The internet, then, allows not only for the growth of extremism, but also to the spread of malicious and downright false political rumors. Kolbert cites the "birther" movement as a perfect example. There's plenty of evidence out there definitively proving that Barack Obama was born in the United States and not in Kenya or Switzerland or wherever. But because birthers tend to frequent only hard-core conservative websites, they never see this evidence. Even if they do they dismiss it as a liberal propaganda. These kinds of bizarre political movements couldn't exist without the internet.

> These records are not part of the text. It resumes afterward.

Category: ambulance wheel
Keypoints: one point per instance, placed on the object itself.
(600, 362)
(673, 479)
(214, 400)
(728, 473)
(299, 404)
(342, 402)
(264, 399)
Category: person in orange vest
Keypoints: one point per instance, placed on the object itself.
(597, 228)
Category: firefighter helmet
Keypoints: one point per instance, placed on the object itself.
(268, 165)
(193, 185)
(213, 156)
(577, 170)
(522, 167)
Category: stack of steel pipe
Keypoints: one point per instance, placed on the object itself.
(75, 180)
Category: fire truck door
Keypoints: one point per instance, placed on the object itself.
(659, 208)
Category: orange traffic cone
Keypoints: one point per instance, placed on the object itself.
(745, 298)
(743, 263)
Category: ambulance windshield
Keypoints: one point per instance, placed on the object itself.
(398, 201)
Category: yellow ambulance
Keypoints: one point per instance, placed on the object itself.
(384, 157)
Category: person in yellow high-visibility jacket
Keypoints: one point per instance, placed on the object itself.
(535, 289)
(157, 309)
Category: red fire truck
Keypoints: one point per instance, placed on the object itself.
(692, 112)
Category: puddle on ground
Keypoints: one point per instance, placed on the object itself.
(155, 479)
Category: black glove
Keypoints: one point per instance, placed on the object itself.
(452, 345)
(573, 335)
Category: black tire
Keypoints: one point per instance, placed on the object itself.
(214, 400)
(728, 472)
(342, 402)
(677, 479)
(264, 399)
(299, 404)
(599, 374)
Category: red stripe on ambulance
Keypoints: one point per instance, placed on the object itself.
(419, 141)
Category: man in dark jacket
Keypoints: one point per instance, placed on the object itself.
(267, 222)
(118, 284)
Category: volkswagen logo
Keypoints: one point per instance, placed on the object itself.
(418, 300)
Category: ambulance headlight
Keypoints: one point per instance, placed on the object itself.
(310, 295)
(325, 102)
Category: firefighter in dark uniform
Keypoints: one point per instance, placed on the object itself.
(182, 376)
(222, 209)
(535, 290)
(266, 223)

But I think Kolbert makes a serious mistake when she argues that this paranoid extremism is a purely right-wing phenomenon. She writes:
Several decades ago, a detachment of the American right cut itself loose from reason, and it has been drifting along happily ever since. If the birthers are more evidently kooky than the global-warming “skeptics” or the death-panellers or the supply-siders or the Swift Boat Veterans for Truth, they are, in their fundamental disregard for the facts, actually mainstream...The historian Richard Hofstadter’s description of the far right in the era of Barry Goldwater could apply equally well today: “I call it the paranoid style simply because no other word adequately evokes the qualities of heated exaggeration, suspiciousness, and conspiratorial fantasy that I have in mind.”
Sorry, Miss Kolbert, but Hofstadter's argument was outdated two decades ago. The conservative movement is just a troglodytic reaction to the modern age. We're not all tin-foiled-hatted kooks on the lookout for black helicopters. I would add that political paranoia has plenty of practitioners on the left. A liberal friend of mine once solemnly informed me that Halliburton was building "concentration camps" in the Great Plains to house dissidents. And what is the 9/11 "truther" movement, if not the left-wing equivalent of the birthers?
Stupidity knows no color, creed, or ideology. There are stupid liberals and stupid conservatives. There are stupid libertarians, stupid anarchists, stupid socialists, and stupid centrists. That's how politics works and always will work.